GCL-Poly Energy Holdings posted a loss of RMB997.5 million ($141.1 million) for the first half of the year, down from a profit of roughly RMB382 million a year earlier, as its solar materials unit sank from profitability in the first half of last year to a divisional loss of RMB1.3 billion.
In the first half of this year, the division was weighed down by average selling prices for polysilicon and wafers, which respectively fell 38.5% and 39.6% from the preceding year. The price decline dragged down the division’s profitability even as sales soared from a year earlier.

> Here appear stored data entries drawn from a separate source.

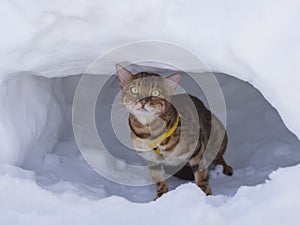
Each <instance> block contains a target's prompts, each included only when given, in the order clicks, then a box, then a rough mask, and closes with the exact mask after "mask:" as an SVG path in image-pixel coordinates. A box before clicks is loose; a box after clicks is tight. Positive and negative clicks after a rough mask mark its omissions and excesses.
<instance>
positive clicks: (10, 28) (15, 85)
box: [0, 0, 300, 165]
mask: <svg viewBox="0 0 300 225" xmlns="http://www.w3.org/2000/svg"><path fill="white" fill-rule="evenodd" d="M299 9H300V2H299V1H292V0H290V1H279V0H278V1H268V0H265V1H258V0H257V1H253V0H252V1H248V0H247V1H242V2H241V1H237V0H232V1H226V2H224V1H217V0H212V1H204V0H200V1H190V2H186V1H181V0H176V1H173V2H172V4H169V3H168V2H167V1H161V0H159V1H158V0H156V1H147V2H146V1H141V2H136V3H134V4H132V3H131V1H122V2H119V1H109V2H107V3H104V2H99V1H96V0H91V1H83V0H76V1H73V3H72V4H70V3H69V1H65V0H63V1H58V0H55V1H51V3H49V2H48V1H37V0H32V1H30V2H25V1H7V0H3V1H1V9H0V13H1V15H2V18H3V19H2V20H1V22H0V24H1V27H2V30H4V31H5V32H3V33H2V35H1V42H0V49H1V51H0V60H1V67H0V74H1V77H0V78H1V88H0V97H1V102H0V104H1V107H0V115H1V119H0V134H1V135H0V137H1V142H0V143H1V144H0V147H1V155H0V161H1V162H6V163H10V164H15V165H20V164H21V163H22V161H23V159H24V158H25V157H28V155H38V154H43V153H45V152H49V151H51V149H52V148H53V146H54V145H55V144H56V141H57V138H58V137H59V136H60V134H61V132H62V129H63V128H62V126H61V121H62V120H63V119H64V111H65V110H66V109H64V105H66V104H65V103H64V101H66V100H65V99H64V98H65V97H64V95H63V94H62V93H60V92H61V91H62V89H61V88H59V85H60V84H61V81H58V82H55V81H53V82H46V81H45V80H44V79H40V78H38V77H36V76H31V75H30V74H34V75H40V76H44V77H64V76H68V75H73V74H80V73H82V72H83V71H85V69H86V68H87V66H88V65H90V63H92V62H93V60H95V59H96V58H97V57H98V56H101V55H103V54H105V53H106V52H108V51H109V50H111V49H112V48H115V47H117V46H119V45H121V44H126V43H128V42H132V41H139V40H149V39H152V40H153V39H154V40H161V41H167V42H171V43H175V44H178V45H180V46H182V47H184V48H186V49H189V50H191V51H192V52H194V53H195V54H196V55H198V56H199V57H200V58H201V59H202V60H203V61H204V62H206V63H207V64H208V66H209V67H210V68H211V69H212V70H213V71H216V72H223V73H227V74H231V75H232V76H235V77H237V78H239V79H242V80H245V81H248V82H250V83H251V84H253V85H254V86H255V87H256V88H258V89H259V90H260V91H261V93H262V94H263V95H264V97H265V98H266V99H267V100H268V101H269V102H270V103H271V104H272V105H273V106H274V107H275V108H276V109H277V110H278V112H279V114H280V115H281V117H282V119H283V121H284V123H285V124H286V126H287V127H288V128H289V129H290V130H291V131H292V132H293V133H295V134H296V135H297V137H298V138H299V137H300V120H299V119H298V118H297V116H298V115H299V114H300V106H299V104H297V103H299V100H300V97H299V94H298V86H299V85H300V78H299V77H298V76H297V75H298V74H299V72H300V66H299V61H300V45H299V40H300V26H299V21H300V13H299V12H300V10H299ZM110 63H111V65H113V64H115V63H118V61H116V62H110ZM187 69H188V68H187ZM22 74H27V75H26V79H25V78H22V76H23V75H22ZM57 79H60V78H57ZM61 79H62V78H61ZM35 146H44V147H43V149H42V151H41V150H40V149H39V151H37V150H35Z"/></svg>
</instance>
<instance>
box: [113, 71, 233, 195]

“We believe that the year 2019 will be a key turning point for [China’s] PV production industry as it enters a phase of quality development, inaugurating a new era of grid parity in the truest sense of the term,” said Zhu Gongshan, chairman of GCL-Poly Energy Holdings.
The group’s solar farm business — which operates 371 MW of solar capacity including 18 MW in the United States — recorded first-half revenue of RMB248.5 million. However, wider group revenue fell 9.3% year on year to around RMB10 billion in the six months to the end of June.
The company’s ‘new energy’ business — which oversees the development, construction, operation and management of solar projects — posted revenue of RMB3.17 billion. Both of the two divisions were profitable throughout the first six months of the year.
GCL-Poly’s total production of polysilicon and wafers reached 36,592 MT and 14,658 MW, respectively, in the first half. The group’s Xinjiang Polysilicon Base Phase I facility ramped up production by 48,000 MT during the period, the group said. It plans to eventually scale up annual polysilicon production at the site to 60,000 MT.
“GCL-Poly remains focused on the solar materials business by leveraging its existing advantages, satisfaction of market demand, energy technology innovation, energy conservation and emission reduction as well as introduction of highly efficient new products,” the group said.